Quantitative analysis of gene copy number of AD hybrid isolates. Heterozygous loci of AD hybrid isolates have two copies of a gene, one from the serotype A parent and the other one from the serotype D parent. The primers used for quantitative analysis of the gene copy number of the AD hybrid isolates are located in regions conserved between serotype A and D and can amplify both serotype A and D loci.

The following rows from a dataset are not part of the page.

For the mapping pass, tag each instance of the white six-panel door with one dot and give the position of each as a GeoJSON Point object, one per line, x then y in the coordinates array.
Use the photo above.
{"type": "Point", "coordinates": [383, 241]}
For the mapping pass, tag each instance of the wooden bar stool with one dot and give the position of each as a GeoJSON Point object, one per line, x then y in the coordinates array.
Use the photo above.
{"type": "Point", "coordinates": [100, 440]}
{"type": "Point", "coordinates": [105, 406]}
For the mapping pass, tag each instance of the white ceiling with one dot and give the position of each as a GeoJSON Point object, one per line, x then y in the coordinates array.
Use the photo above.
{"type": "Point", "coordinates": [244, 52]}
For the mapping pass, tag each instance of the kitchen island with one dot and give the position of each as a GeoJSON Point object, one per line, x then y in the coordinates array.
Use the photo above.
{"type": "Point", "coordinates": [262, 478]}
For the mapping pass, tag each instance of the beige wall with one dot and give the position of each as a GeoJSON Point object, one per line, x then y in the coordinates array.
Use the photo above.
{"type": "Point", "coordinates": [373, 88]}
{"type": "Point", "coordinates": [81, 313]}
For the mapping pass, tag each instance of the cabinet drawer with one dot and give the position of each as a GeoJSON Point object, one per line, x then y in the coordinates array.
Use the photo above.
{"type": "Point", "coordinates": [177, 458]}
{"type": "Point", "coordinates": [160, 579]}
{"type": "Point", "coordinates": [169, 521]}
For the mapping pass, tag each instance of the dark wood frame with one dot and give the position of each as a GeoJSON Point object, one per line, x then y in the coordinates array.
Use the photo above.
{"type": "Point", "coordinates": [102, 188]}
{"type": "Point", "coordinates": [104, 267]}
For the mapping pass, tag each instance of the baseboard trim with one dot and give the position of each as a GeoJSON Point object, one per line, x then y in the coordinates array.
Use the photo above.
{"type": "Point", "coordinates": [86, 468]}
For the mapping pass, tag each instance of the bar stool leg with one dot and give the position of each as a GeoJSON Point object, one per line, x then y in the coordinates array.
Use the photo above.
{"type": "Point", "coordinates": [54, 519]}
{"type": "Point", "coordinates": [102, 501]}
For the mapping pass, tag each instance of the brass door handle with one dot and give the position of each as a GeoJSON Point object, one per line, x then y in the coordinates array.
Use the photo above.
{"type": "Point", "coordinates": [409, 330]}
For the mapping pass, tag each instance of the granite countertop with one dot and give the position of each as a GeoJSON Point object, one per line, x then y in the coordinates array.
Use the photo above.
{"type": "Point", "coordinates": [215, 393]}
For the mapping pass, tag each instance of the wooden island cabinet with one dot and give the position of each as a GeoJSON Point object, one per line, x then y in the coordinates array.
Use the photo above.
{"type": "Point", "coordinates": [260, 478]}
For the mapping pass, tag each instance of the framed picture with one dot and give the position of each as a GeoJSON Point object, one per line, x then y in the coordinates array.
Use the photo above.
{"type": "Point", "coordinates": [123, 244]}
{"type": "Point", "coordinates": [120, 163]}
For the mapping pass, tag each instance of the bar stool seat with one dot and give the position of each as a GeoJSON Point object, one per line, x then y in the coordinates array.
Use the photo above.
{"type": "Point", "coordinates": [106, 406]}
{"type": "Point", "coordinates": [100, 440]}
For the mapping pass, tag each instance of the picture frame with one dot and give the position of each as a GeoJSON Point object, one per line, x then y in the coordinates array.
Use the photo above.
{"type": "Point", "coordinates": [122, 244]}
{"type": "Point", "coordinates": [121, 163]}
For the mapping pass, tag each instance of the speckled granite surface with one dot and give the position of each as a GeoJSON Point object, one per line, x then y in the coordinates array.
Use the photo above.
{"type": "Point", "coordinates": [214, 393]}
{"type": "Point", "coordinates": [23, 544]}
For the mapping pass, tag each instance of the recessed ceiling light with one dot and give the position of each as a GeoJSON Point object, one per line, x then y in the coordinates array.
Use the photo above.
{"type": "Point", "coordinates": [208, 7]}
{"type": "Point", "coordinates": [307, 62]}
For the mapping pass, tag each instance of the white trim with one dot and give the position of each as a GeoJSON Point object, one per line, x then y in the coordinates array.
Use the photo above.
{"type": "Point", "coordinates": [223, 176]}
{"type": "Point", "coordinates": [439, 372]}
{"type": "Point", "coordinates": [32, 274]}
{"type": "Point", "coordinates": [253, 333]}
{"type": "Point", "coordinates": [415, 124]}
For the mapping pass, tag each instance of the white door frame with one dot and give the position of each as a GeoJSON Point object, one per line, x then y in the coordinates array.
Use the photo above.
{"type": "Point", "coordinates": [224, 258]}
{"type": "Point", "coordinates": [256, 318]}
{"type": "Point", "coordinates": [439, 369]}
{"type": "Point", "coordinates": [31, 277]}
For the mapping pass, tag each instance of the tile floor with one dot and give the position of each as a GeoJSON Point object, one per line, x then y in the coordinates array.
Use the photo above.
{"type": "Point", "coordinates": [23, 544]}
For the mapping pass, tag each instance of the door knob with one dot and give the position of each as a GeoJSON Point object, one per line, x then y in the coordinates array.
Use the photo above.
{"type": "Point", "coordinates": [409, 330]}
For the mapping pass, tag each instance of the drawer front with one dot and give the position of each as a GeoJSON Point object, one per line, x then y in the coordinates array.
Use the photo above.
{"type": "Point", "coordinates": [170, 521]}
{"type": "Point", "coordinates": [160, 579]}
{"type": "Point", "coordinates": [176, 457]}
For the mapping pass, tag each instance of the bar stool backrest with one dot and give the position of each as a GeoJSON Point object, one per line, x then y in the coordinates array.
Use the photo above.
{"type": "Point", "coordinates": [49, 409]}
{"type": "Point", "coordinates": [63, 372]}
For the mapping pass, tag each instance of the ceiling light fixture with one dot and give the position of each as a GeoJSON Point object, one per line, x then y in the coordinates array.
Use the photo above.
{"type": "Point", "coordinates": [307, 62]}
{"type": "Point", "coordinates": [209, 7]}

The primers target three loci on Chr 1, Chr 4, and Chr 9. On the basis of CGH, strain IUM92-6198 has lost serotype D Chr 9, and strains KW5 and CDC228 have lost serotype D Chr 1; however, these strains have an identical copy number of genes on Chr 1, Chr 4, and Chr 9. This finding indicates chromosome duplication of the remaining chromosomes after chromosome loss from one parental serotype in the AD hybrid.

Figure 5

The serotype AD population exhibits genotypic plasticity (2N to 2N-1 to 2N). Two populations are derived from KW5: one with and one without serotype A Chr 14. The serotype A URE1 gene, located on serotype A Chr 14, was amplified from three clones (C2, C3, and C7) from KW5 but not the other 5 clones. All eight clones have the same serotype/mating type, αADa, based on serotype/mating type determination via the use of PCR assays of the STE20 gene. CGH analysis demonstrates that clone C5 has lost serotype A Chr 14, which is extant in the C7 colony.

Figure 6

The progeny of self-fertile strain CDC228 (aADα) have highly diverse genome organizations compared with the parental strain. Progeny P5, which is sensitive to the antifungal drug FK506 (Figure 7), has lost serotype D Chr 3 and Chr 12, and serotype A Chr 5, Chr 8 (partial), Chr 10 (partial), and Chr 13 compared with the parental strain CDC228, which only lost the serotype D copy of Chr 1 based on CGH. The P5 progeny has a distinct genomic profile based on CHEF analysis. It lacks some chromosomes (arrows) compared with CDC228.

Figure 7

AD hybrid isolates exhibit phenotypic plasticity. Most AD hybrid isolates are resistant to the antifungal drug FK506 (left) and the progeny of the self-fertile strain CDC228 (aADα), which is resistant the antifungal drug FK506, have altered FK506 resistance (right). After growing for 48 hr on YPD + FK506 (1 µg/ml) medium at 37°, five AD hybrid isolates (ZG290, NC34-21, MMRL1365, MMRL774, and MMRL752) exhibited resistance compared with the H99 and JEC21 haploid strains (left). After growing for 48 hr on YPD + FK506 (1 µg/ml) medium at 37°C, progeny P5 was sensitive to FK506 (right).